Liu Guanguan | China News Service via Getty Images
A local ballot that proposes taxing companies on their highest-earning executives is headed for a November vote.
Matt Haney, a member of the city’s Board of Supervisors, is dubbing it the “overpaid executive tax,” and proposes levying it on all businesses who pay their highest-earning employee 100 times or more the median salary of their San Francisco workers, , the San Francisco Chronicle reported. Residents will vote on the measure this November, and it could take effect in 2022.
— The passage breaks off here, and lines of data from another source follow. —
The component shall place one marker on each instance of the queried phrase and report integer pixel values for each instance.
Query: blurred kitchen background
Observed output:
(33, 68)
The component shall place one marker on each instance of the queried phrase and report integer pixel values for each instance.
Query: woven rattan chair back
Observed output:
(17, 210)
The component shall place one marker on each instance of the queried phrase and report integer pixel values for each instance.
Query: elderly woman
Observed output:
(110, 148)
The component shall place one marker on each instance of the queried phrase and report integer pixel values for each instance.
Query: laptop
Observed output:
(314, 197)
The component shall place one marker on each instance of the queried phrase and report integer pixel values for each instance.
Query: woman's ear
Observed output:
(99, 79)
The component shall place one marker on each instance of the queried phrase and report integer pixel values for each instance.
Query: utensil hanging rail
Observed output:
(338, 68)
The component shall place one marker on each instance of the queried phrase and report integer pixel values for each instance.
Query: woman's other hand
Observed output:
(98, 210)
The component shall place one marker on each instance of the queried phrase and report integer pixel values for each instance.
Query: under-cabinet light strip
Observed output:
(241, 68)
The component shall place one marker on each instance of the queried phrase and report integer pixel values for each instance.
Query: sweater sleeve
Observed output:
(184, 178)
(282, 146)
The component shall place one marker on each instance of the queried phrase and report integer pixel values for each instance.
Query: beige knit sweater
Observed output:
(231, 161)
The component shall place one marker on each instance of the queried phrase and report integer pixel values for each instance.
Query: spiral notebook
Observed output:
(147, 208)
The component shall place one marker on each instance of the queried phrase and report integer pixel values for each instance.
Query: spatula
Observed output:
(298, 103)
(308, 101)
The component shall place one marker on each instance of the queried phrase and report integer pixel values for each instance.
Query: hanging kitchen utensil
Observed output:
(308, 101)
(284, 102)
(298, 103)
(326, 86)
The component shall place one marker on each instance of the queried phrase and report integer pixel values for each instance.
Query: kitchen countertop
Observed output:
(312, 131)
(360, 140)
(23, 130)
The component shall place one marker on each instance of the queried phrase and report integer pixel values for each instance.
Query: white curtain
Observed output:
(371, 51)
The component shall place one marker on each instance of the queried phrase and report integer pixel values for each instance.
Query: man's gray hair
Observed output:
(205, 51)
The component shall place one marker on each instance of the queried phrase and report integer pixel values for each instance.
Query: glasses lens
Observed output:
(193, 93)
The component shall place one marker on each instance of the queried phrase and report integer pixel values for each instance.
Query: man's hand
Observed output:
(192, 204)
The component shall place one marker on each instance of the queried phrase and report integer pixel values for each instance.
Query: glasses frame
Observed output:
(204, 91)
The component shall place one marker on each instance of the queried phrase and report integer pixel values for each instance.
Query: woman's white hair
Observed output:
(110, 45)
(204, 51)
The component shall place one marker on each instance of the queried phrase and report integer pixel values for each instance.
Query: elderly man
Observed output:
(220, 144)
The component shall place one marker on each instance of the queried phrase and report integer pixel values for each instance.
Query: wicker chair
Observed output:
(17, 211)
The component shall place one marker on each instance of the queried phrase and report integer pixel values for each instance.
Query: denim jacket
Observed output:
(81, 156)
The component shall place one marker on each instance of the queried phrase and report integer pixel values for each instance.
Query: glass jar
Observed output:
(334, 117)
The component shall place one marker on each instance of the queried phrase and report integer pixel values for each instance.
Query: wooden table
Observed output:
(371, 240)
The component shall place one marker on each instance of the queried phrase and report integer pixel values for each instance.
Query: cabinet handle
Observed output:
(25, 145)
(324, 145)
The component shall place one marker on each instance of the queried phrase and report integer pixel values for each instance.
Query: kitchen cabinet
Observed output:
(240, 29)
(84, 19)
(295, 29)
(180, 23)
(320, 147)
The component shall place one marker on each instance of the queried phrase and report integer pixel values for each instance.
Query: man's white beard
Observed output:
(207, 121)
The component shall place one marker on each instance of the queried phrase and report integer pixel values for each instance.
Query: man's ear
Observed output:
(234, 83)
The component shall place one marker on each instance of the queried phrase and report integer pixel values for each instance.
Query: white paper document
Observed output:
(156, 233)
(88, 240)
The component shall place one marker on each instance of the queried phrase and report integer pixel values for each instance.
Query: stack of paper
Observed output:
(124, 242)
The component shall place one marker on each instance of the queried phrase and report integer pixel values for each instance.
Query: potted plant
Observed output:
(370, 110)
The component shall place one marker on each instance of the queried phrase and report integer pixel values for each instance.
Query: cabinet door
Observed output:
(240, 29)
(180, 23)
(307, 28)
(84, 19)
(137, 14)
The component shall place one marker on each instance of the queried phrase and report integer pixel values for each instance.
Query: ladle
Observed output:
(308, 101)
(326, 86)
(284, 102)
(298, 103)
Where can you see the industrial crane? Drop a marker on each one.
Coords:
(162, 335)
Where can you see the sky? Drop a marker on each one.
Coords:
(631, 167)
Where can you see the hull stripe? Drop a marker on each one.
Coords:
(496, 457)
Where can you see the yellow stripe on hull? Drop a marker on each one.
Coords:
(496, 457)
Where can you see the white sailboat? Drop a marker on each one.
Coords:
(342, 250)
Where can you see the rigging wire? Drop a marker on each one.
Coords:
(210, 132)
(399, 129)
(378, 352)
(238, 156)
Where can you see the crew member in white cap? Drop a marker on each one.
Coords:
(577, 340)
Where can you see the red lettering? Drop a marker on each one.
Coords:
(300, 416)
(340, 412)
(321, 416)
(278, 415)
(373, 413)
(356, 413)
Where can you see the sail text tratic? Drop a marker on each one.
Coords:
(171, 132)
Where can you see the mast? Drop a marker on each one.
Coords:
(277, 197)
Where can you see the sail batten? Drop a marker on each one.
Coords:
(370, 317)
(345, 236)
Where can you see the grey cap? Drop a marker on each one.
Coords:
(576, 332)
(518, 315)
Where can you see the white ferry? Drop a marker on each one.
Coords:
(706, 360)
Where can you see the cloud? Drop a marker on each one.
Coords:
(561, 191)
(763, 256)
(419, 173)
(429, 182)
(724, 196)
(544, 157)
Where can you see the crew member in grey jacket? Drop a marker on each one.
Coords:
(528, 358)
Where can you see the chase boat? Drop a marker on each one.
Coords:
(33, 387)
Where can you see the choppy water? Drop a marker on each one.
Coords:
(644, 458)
The progressive tax would equate to companies paying 0.1% of their gross receipts if the company’s highest paid employee makes 100 to 200 times the median wage. The tax itself is progressive, rising to 0.2% for executives making 200 times the median salary and can go up to 1% of gross receipts if the top-paid exec makes 1,000 times the median. In terms of compensation, the measure also includes “wages, salaries, commissions, bonuses, property issued or transferred in exchange for the performance of services (including but not limited to stock options).”
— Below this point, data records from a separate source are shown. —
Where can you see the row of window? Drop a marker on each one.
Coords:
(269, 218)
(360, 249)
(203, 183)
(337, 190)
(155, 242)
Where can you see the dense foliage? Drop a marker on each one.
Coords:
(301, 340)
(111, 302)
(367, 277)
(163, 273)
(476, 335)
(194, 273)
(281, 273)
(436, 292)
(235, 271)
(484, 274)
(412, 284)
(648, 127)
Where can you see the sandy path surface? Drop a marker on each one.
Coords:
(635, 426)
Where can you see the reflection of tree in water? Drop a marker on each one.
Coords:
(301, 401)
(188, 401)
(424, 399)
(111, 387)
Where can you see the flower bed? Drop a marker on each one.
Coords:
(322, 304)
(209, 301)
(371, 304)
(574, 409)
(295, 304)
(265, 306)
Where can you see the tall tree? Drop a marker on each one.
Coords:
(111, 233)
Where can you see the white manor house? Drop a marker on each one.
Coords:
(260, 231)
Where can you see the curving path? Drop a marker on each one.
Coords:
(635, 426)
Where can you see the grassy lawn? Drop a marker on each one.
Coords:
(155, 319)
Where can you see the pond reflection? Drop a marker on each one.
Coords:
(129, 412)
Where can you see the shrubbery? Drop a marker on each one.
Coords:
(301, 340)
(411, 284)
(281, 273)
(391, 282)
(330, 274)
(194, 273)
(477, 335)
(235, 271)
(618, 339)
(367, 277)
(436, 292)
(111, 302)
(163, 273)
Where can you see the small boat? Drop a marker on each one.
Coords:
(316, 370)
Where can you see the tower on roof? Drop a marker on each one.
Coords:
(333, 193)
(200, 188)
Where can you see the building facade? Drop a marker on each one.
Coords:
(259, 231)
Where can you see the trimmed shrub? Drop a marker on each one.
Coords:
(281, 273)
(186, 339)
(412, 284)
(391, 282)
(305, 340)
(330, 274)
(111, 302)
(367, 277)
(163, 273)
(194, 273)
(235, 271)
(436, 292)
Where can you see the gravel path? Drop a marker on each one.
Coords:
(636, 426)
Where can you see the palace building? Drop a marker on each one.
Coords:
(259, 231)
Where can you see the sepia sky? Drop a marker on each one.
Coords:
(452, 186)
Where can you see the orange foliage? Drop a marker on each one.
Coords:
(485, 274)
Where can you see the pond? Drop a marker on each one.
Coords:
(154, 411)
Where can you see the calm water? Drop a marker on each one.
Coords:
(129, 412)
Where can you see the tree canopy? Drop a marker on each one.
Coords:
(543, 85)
The measure is expected to bring in between $60 million and $140 million annually.
Most small businesses will be exempted, as businesses must earn at least $1.17 million in gross receipts annually to qualify, the San Francisco Chronicle reported. The tax is likely to affect Salesforce, Comcast, and several big banks that do business in the city.
“Large corporations that want to avoid paying the tax can do the right thing and pay their executives less or simply raise their employees’ wages. Invest in your employees. Don’t fuel inequality within your company and our city,” Haney said on Twitter about the tax.
Disclosure: Comcast owns NBCUniversal, parent company of CNBC.